In traditional software, a button either submits the form or it doesn't. The behaviour is specified, implemented and verified. Design can run ahead on static screens because the underlying logic is predictable, you are mostly deciding what things look like and how they are arranged.
AI features break that assumption. The output is generated, not specified. The same input can produce different results. The system can be confidently wrong. It can be slow. It can refuse. And the user is now a participant who has to judge, correct and sometimes overrule what the product produced.
None of that is visible in a static mockup. You cannot annotate your way to confidence about an experience whose core behaviour is uncertain. You have to feel it.
The uncertainty lives in places mockups can't show
When you design an AI product, the hardest questions are rarely about layout. They are about what happens in the messy middle:
- Probabilistic output. The result varies run to run. Which means the interface has to hold a range of outputs gracefully, not one perfect example.
- Edge cases and failure. Empty results, partial results, low-confidence results, refusals, timeouts. These are not rare, for AI they are routine, and they need real design.
- Trust and correction. Users need to understand where output came from, how sure the system is, and how to fix it when it's wrong.
- Latency. A two-second wait changes the entire feel of an interaction. You only learn that by experiencing it.
- Human review. Most useful AI products keep a human in the loop. Designing that hand-off, approve, edit, reject, escalate, is the actual product.
You cannot review your way to a good AI experience. You have to put a behaving thing in front of a person and watch what breaks.
Prototyping moves uncertainty forward, where it's cheap
Every product has a fixed amount of uncertainty to burn down before it ships. The only question is when you pay for it. Discover a broken trust model in a prototype and it costs a week. Discover it after engineering has built the pipeline, and it costs a quarter.

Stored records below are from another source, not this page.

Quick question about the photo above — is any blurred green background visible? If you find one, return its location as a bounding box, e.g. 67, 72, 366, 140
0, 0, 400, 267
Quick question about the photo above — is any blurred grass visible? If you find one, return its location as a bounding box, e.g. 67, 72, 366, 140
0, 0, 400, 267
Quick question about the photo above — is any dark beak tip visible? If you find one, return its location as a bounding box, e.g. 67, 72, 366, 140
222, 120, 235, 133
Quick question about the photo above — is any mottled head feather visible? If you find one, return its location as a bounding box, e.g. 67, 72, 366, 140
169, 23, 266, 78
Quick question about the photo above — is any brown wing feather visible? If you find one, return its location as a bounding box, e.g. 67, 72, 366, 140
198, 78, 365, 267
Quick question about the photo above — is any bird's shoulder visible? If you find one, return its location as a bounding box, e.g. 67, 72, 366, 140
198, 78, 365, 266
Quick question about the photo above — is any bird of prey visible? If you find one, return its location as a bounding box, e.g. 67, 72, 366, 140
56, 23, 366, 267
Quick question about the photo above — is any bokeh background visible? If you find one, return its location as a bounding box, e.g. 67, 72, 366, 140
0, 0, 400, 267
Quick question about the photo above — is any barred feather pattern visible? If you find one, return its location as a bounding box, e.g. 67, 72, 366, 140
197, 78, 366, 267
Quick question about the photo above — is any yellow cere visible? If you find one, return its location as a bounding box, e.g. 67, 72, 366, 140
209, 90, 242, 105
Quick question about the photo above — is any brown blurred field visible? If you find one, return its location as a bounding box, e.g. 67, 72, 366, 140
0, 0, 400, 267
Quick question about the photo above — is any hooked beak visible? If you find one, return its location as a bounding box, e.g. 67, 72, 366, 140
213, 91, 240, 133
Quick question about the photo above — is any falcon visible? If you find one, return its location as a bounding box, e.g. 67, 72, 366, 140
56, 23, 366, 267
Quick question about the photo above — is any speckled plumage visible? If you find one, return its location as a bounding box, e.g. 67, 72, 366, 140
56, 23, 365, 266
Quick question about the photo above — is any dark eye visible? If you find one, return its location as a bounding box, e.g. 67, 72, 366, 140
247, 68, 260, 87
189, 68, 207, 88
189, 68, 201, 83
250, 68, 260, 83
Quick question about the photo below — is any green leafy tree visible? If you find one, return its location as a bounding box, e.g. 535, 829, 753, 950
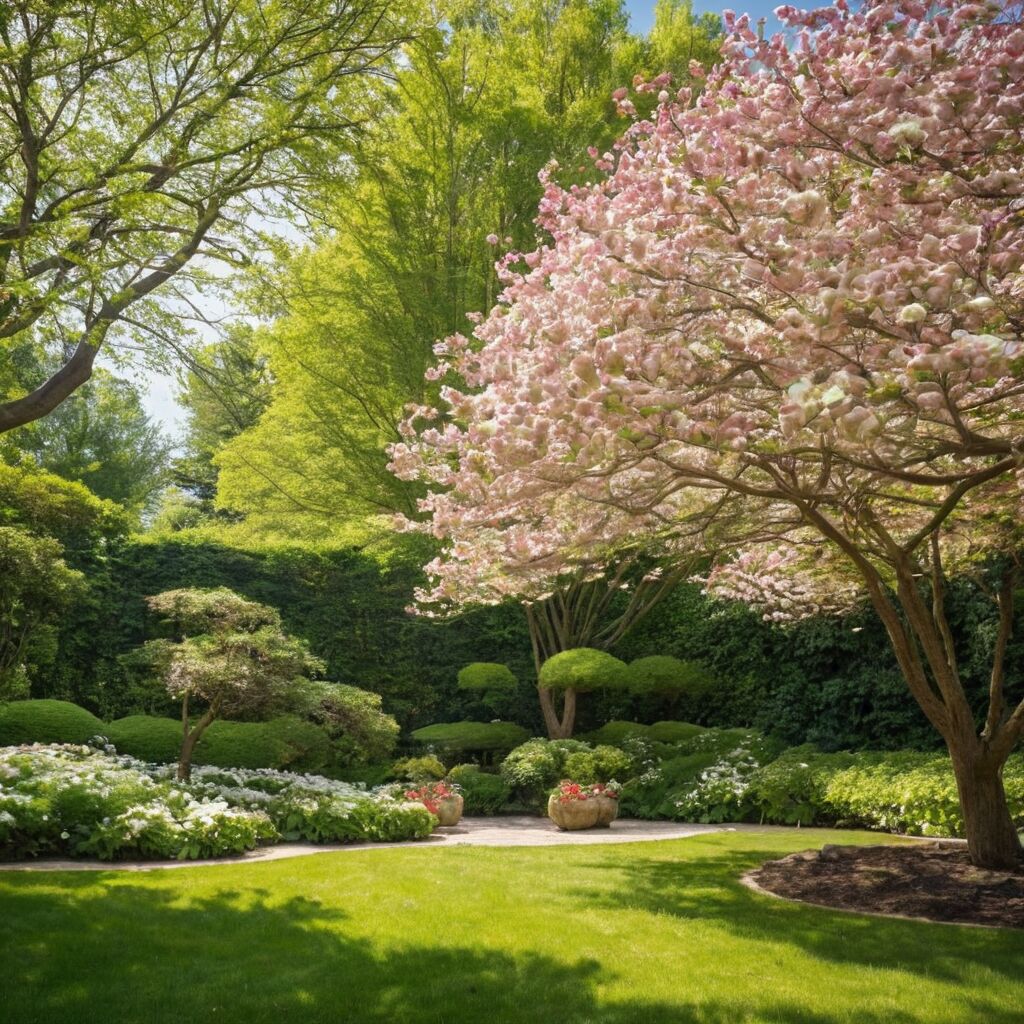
146, 588, 323, 779
0, 0, 418, 433
210, 0, 684, 523
537, 647, 629, 739
12, 371, 171, 514
0, 526, 84, 700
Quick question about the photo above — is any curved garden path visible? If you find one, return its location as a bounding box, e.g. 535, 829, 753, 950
0, 815, 779, 871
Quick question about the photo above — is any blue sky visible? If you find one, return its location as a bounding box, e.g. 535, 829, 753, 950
626, 0, 782, 35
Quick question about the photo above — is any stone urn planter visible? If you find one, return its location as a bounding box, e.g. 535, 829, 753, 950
548, 796, 611, 831
434, 793, 465, 828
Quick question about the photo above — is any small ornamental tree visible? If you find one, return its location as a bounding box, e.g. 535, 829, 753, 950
538, 647, 629, 739
392, 0, 1024, 867
145, 588, 323, 779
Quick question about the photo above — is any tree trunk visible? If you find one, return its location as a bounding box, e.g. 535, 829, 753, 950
177, 705, 217, 782
949, 748, 1024, 870
537, 686, 577, 739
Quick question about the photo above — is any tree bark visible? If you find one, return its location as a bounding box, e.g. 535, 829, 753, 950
949, 744, 1024, 870
177, 705, 217, 782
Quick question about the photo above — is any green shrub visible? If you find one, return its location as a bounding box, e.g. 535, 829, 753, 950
628, 654, 715, 697
751, 743, 857, 825
824, 752, 1024, 836
300, 681, 398, 769
501, 739, 593, 807
413, 722, 529, 752
388, 754, 444, 782
447, 765, 512, 814
459, 662, 517, 690
647, 722, 708, 743
104, 715, 183, 764
577, 721, 647, 746
538, 647, 629, 693
262, 715, 335, 772
621, 723, 779, 822
0, 700, 106, 746
559, 744, 633, 785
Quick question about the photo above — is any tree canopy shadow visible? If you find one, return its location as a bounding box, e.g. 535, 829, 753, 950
565, 838, 1024, 991
0, 853, 1021, 1024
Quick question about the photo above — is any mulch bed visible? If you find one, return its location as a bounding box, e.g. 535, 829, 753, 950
746, 843, 1024, 928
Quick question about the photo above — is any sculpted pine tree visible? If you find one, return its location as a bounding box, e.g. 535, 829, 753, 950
145, 588, 323, 779
393, 0, 1024, 867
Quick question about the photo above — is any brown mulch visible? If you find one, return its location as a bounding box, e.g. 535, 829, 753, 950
746, 843, 1024, 928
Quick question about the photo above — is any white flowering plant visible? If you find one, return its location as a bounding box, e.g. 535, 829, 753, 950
0, 744, 436, 860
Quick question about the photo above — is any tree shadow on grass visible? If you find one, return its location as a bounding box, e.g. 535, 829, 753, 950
0, 857, 1019, 1024
565, 837, 1024, 991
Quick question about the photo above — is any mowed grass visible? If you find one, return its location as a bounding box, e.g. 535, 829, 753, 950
0, 829, 1024, 1024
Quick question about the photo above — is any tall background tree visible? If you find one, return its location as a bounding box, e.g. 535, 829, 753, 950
395, 0, 1024, 867
0, 0, 417, 432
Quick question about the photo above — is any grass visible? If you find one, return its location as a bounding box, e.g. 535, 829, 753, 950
0, 829, 1024, 1024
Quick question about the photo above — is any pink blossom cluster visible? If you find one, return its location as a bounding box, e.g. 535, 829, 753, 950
391, 0, 1024, 605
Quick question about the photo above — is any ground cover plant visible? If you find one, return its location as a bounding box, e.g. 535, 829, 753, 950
0, 744, 435, 860
0, 829, 1024, 1024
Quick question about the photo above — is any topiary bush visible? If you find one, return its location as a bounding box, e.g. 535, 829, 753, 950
447, 765, 512, 814
388, 754, 444, 782
538, 647, 629, 693
627, 654, 715, 697
0, 700, 106, 746
459, 662, 517, 690
647, 722, 704, 743
577, 721, 650, 746
413, 722, 529, 753
103, 715, 183, 764
559, 744, 633, 785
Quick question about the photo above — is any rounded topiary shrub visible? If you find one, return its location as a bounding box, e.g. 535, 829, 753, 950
647, 722, 707, 743
459, 662, 517, 690
413, 722, 529, 751
194, 721, 301, 768
628, 654, 715, 696
104, 715, 181, 764
447, 765, 512, 814
538, 647, 629, 693
579, 721, 650, 746
0, 700, 106, 746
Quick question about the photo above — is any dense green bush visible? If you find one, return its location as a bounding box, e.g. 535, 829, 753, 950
0, 700, 105, 746
646, 722, 705, 743
821, 752, 1024, 836
459, 662, 516, 690
103, 715, 331, 771
538, 647, 629, 693
413, 722, 529, 753
103, 715, 181, 764
577, 721, 650, 746
447, 765, 512, 814
388, 754, 445, 782
558, 743, 633, 785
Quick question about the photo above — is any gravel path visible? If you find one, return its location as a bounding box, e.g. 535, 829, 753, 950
0, 816, 737, 871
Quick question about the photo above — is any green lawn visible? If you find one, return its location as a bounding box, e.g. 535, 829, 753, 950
0, 829, 1024, 1024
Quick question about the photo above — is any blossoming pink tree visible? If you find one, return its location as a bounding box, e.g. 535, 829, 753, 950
393, 0, 1024, 866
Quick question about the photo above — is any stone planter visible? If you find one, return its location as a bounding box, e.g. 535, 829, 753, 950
587, 797, 618, 828
437, 793, 464, 828
548, 797, 613, 831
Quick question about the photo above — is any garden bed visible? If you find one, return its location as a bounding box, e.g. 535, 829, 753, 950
744, 843, 1024, 928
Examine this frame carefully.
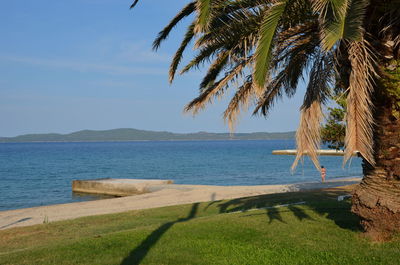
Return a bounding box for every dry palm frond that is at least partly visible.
[344,40,376,165]
[292,100,323,171]
[224,82,254,132]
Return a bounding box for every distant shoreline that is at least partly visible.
[0,128,295,143]
[0,139,294,144]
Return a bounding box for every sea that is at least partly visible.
[0,140,362,211]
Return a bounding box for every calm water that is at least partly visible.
[0,140,361,211]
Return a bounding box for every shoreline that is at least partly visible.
[0,177,361,230]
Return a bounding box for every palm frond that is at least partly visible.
[344,40,376,165]
[169,23,195,83]
[194,0,212,33]
[313,0,368,51]
[253,0,288,94]
[223,81,254,132]
[130,0,139,9]
[292,100,323,171]
[184,60,251,115]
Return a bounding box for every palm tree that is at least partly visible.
[132,0,400,239]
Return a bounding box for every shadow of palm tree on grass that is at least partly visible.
[217,192,362,231]
[121,203,199,265]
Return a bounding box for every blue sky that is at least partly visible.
[0,0,304,136]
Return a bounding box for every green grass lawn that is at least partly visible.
[0,187,400,265]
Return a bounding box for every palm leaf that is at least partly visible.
[169,23,195,83]
[253,0,289,93]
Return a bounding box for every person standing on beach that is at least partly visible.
[321,166,326,182]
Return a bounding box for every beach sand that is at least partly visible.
[0,178,361,230]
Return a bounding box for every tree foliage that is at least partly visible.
[321,98,346,150]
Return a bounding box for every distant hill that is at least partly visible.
[0,129,295,143]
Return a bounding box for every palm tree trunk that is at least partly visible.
[352,64,400,241]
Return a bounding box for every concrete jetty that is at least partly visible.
[72,178,173,196]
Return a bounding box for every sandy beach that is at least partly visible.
[0,178,361,230]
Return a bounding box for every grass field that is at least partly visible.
[0,187,400,265]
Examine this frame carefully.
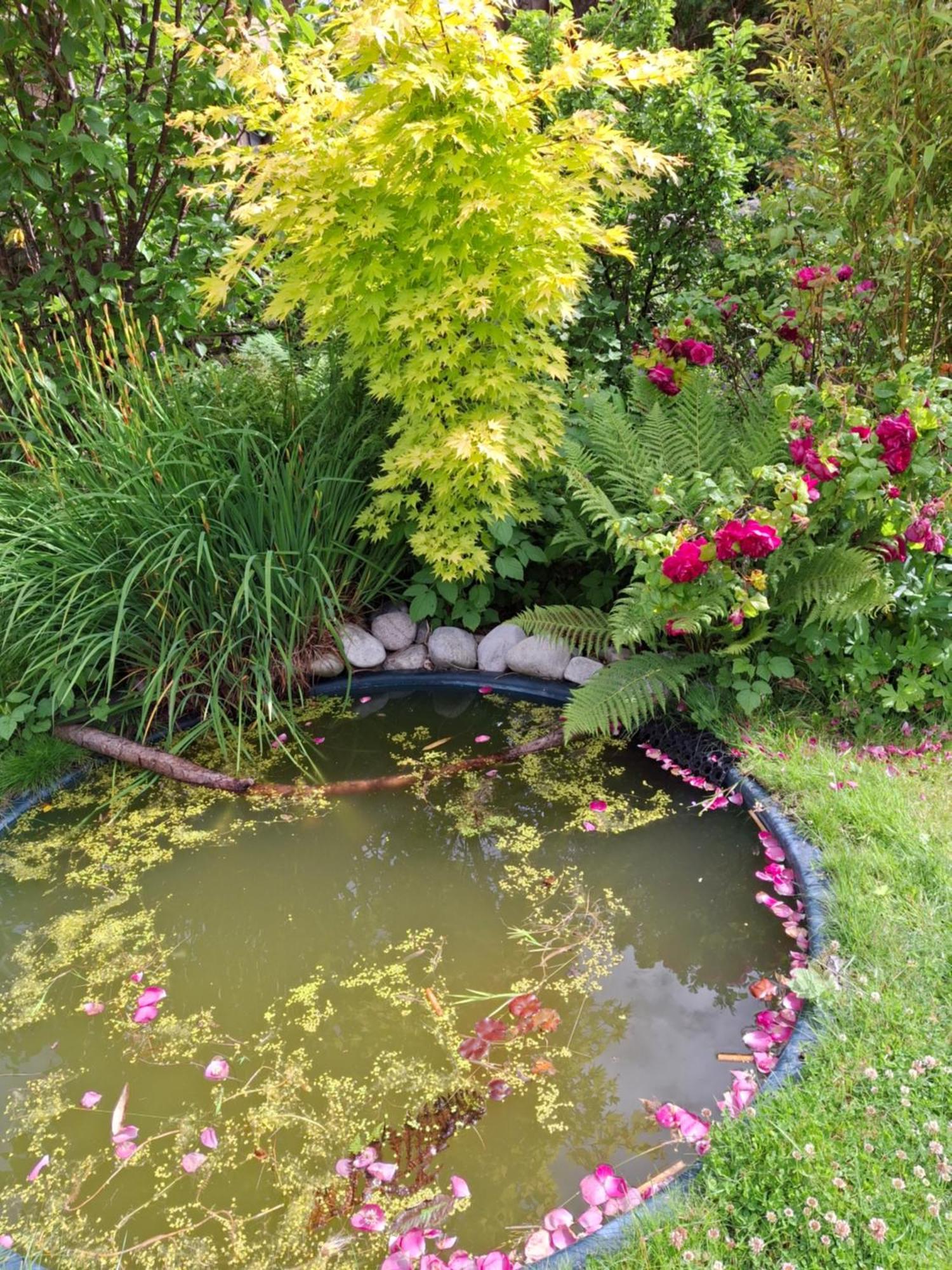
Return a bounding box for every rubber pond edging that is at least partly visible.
[0,671,828,1270]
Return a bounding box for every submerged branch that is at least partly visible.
[53,724,565,798]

A realistic prototype, even a faked or scripted one, lets you answer the expensive questions early:
- Does the interaction model actually make the AI feel controllable?
- Do users trust the output enough to act on it, and distrust it enough to check?
- What does the experience feel like when the model is wrong, slow or empty?
- Is the human-review step a relief or a chore?
You do not need a working model to answer these. You need something that behaves convincingly enough to provoke a real reaction. That is what a prototype is for.
What this looks like in practice
For AI work I prototype the behaviour before the pixels: the states, the confidence signals, the correction paths, the failure modes. Often with canned or wizard-of-oz responses standing in for the real model. The goal isn't a demo that always works, it's a demo that reveals where the experience falls apart, while changing it is still cheap.
Traditional software lets you design forward and validate at the end. AI products invert that. The earlier you make the behaviour tangible, the less you pay for the uncertainty you were always going to have to face.